14 de ago. de 2009

Thaipusam

Mauro, seus gatos pretos me lembram de superstições e talvez não há nada mais ligado à superstição do que um bom despacho. (sim, galera, eu sei que despacho não é superstição, mas é.)

Onde vivo, em Singapura, é a terra do despacho. Situada na confluência de várias culturas, o bom daqui é que tem feriado religioso todo mês. Uma dessas festividades da religião Hindú (sim há milhares de hindus aqui em Singa) é a festa de Thaipusam, onde homens põem a sua coragem à prova ao sofrerem mutilações no corpo...O pensamento é o seguinte: se a dor ocorre na superfície da pele, então o medo também é superficial. Thaipusam é um ritual de coragem, contra o medo.
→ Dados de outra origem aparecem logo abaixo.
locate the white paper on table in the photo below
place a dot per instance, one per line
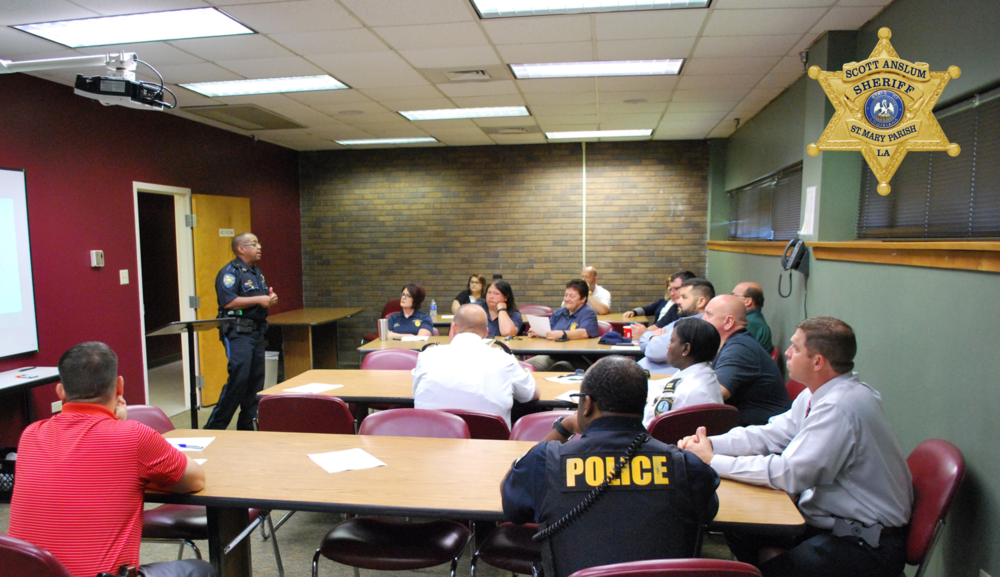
(349, 460)
(540, 325)
(312, 388)
(202, 442)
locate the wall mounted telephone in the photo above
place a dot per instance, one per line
(795, 257)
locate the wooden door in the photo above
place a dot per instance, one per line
(219, 218)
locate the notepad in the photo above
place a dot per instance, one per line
(312, 388)
(349, 460)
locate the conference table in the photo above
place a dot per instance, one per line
(309, 337)
(423, 477)
(518, 346)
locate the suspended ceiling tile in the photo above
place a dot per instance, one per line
(737, 46)
(273, 67)
(203, 72)
(492, 88)
(729, 66)
(538, 30)
(735, 81)
(650, 24)
(300, 16)
(247, 47)
(550, 52)
(466, 58)
(449, 35)
(397, 13)
(846, 18)
(644, 49)
(330, 42)
(759, 22)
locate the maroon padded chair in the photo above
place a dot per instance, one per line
(794, 388)
(392, 545)
(483, 425)
(536, 426)
(304, 413)
(390, 360)
(938, 469)
(415, 423)
(673, 568)
(186, 523)
(390, 307)
(30, 561)
(675, 425)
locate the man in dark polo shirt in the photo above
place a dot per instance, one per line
(750, 378)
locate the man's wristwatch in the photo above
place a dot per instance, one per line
(558, 426)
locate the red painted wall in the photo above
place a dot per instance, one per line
(81, 159)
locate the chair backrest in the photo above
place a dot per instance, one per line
(794, 388)
(537, 310)
(390, 307)
(673, 568)
(302, 413)
(483, 425)
(937, 468)
(151, 416)
(535, 426)
(675, 425)
(415, 423)
(29, 560)
(390, 360)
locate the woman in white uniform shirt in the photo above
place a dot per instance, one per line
(693, 346)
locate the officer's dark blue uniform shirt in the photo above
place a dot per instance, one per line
(493, 326)
(583, 318)
(237, 279)
(398, 323)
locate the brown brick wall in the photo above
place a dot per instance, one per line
(374, 220)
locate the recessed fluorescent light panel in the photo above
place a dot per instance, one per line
(511, 8)
(266, 86)
(415, 140)
(148, 27)
(671, 67)
(453, 113)
(598, 134)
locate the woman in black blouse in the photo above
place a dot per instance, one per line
(475, 292)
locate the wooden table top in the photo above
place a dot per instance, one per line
(519, 346)
(397, 386)
(312, 316)
(440, 478)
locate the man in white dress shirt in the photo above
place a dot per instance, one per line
(836, 451)
(469, 374)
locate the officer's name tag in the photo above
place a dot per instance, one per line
(584, 472)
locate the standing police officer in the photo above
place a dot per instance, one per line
(243, 295)
(653, 507)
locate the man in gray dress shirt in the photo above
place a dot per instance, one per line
(834, 450)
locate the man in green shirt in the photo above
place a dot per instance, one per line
(753, 298)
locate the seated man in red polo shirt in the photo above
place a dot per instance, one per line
(81, 475)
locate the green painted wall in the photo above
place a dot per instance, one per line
(926, 336)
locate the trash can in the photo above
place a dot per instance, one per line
(271, 368)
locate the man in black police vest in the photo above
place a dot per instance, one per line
(653, 507)
(243, 295)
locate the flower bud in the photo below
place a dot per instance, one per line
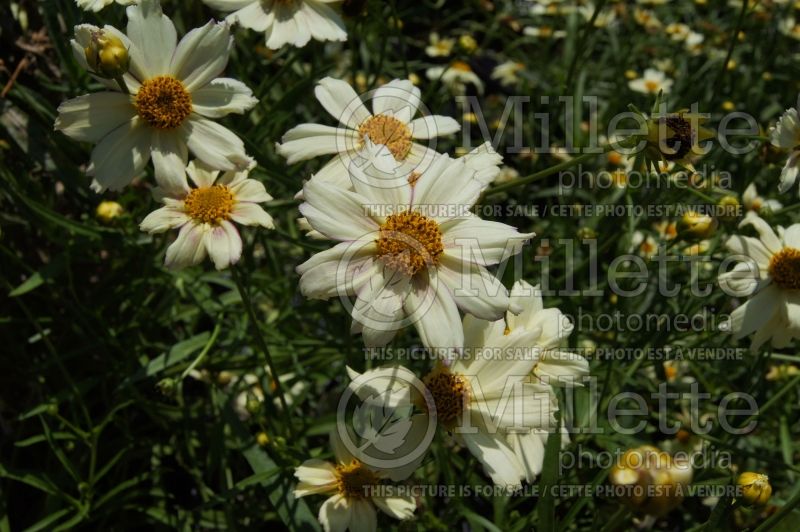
(755, 488)
(108, 210)
(107, 55)
(695, 226)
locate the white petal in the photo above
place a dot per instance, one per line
(153, 36)
(475, 291)
(188, 249)
(121, 155)
(434, 313)
(428, 127)
(398, 97)
(338, 214)
(224, 245)
(247, 213)
(342, 102)
(170, 156)
(216, 145)
(91, 117)
(221, 97)
(499, 461)
(312, 140)
(481, 242)
(335, 514)
(201, 174)
(163, 219)
(363, 518)
(202, 55)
As imagens que captei (com a ajuda de uma amiga artista daqui) me lembram oblíquamente dos objetos sensoriais da Lygia Clark. Clark estava interessada na psicologia e as sensações dos objetos em contato com o corpo, com a pele. Sua proposta não era perfurá-la, nem mutilá-la - em suma, a onda de Lygia não era penetrar o corpo com objetos (já que propunha não-objetos!), mas fazer com que o contato com objetos sensoriais transformassem a mente.


Fora os ganchos e os espetamentos de pele, existe uma relação entre comida e despachos que vi claramente no Thaipusam...há sempre um alimento envolvido no ritual, e neste-caso, o homem-limão e o homem-laranja abaixo. É claro que estas frutas possuem caráter simbólico para a religião. Um despacho qualquer, de certa forma, é como se fosse uma refeição para os deuses, uma oferenda de enriquecimento para 'agradar' ao deus que em retorno lhe ajudará com suas benesses. A comida também é símbolo do corpo: o sangue-vinho e a óstia-corpo de Cristo, o charuto-cachaça-farinha do candomblé, o banquete miniatura que os Balineses oferecem aos seus deuses...Tudo isso é energia para consumo das divindades, insaciáveis divindades que aparecem na Terra numa atitude de comi-bebi-nada-mais-me-prende-aqui.

Esteticamente, adorei as costas do rapaz cheia de limões...é lindo, nojento, e sim, haja coragem para aguentar a dor de 1 kg de limões pendurados em ganchinhos fincados na própria pele. Talvez só seja preciso de 1 kg de limões para ser herói.